En janvier 2014, après avoir rayonné dans les Balkans j’ai cherché la route des migrants, des exilé·e·s, des courageux·euses, des survivant·e·s qui, arrivés jusqu’en Serbie, essayent à pied et par tous les temps de rentrer dans l’espace Schengen. Alors que moi, je descendais vers le sud, eux essayaient de remonter vers le nord: la route de migrant·e·s s’est imposée à moi.

Après les Balkans, j’ai continué en direction des checkpoints méditerranéens: la Grèce, Athènes, Patras, Igoumenitsa… puis l’Italie et la Sicile, points névralgiques de l’industrie sécuritaire et des flux migratoires vers l’Europe.

Une semaine plus tard, j’avais rejoint l’Espagne, Barcelone, puis j’étais descendue jusqu’à Ceuta, l’enclave espagnole en Afrique.

En passant à Almeria, j’ai rencontré des travailleurs·euses africains dans les serres de plastiques. L’un d’eux m’a expliqué qu’ici, tous les matins la bénédiction du jour c’était: la crise. C’est à cause de la crise si tu travailles là! C’est à cause de la crise si je ne peux pas te payer plusla crisela bénédiction de la crise. Et dans cette mer de plastique, on ne voit quasiment que des Africains travailler tant la crise est grande.

A la rencontre des dispositifs de contrôle

Des checkpoints palestiniens, je suis donc allée à la rencontre des checkpoints européens. A la rencontre de ces dispositifs de contrôle et de sécurité qui nous confrontent aux fondements des sociétés impérialistes du 21e siècle.

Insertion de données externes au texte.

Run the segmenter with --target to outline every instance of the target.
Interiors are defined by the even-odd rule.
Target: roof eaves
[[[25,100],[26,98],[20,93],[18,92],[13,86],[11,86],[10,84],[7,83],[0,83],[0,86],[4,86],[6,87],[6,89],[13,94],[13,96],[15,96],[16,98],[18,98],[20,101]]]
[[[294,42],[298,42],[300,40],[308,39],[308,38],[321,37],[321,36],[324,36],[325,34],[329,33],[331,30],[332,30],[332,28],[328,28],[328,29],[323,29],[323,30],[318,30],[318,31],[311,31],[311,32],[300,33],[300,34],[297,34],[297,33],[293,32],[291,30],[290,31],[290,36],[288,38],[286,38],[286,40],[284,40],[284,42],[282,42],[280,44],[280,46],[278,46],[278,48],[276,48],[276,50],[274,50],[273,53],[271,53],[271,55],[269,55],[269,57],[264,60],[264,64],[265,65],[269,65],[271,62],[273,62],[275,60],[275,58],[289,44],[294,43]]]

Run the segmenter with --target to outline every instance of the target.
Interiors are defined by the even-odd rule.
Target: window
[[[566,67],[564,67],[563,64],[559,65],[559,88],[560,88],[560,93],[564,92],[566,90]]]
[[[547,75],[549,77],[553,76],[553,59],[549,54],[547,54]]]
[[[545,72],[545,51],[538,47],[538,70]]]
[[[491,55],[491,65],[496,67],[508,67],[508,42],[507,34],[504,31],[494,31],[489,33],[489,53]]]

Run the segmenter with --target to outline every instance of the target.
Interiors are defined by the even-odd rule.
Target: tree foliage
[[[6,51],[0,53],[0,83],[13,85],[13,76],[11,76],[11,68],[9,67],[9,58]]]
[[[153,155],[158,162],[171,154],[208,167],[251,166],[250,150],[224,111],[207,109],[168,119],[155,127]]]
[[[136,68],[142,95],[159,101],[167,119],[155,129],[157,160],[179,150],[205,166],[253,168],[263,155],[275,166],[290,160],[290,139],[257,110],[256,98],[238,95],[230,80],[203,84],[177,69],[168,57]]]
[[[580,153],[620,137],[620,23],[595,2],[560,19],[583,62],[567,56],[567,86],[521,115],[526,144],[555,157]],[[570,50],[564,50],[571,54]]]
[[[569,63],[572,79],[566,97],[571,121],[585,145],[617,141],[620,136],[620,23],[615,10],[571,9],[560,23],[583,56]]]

L’urgence, l’urgence comme méditation quotidienne, l’urgence de survivre, accueillir en urgence, l’argent de l’urgence, le profit de l’urgence. J’ai installé mon ambulance palestinienne et projeté mes vidéos dans la majorité des villes traversées ou dans lesquelles j’ai séjourné au gré des possibilités que je rencontrais, souvent aux points névralgiques, sur les places centrales, aux arrêts de métros ou encore devant les monuments emblématiques.

A la frontière Destination Checkpoint – Propos sur le vif – 2 est le fruit de cette tournée de 6 mois. Dans une installation vidéo de 120 min, la parole des uns fait place à celle des autres, la rencontre des uns engendre la parole des autres. Chaque personne rencontrée aura échangé, répondu, partagé sur ce que c’est que de vivre et penser dans un pays délimité ; comment se sentir en sécurité et où résister et pour quelle liberté à l’époque de la globalisation, dans une Europe forteresse ou le business de la sécurité ne se laisse pas détrôner et contrôle les flux migratoires des gens. »

Ariane Arlotti

Exposition: → 30 octobre
me → di 14 h → 19 h
Usine Kugler, rue de la Truite Genève

Le projet possède un site internet: destinationcheckpoints.com.

Y sont notamment présentés différentes vidéos et récits de voyage.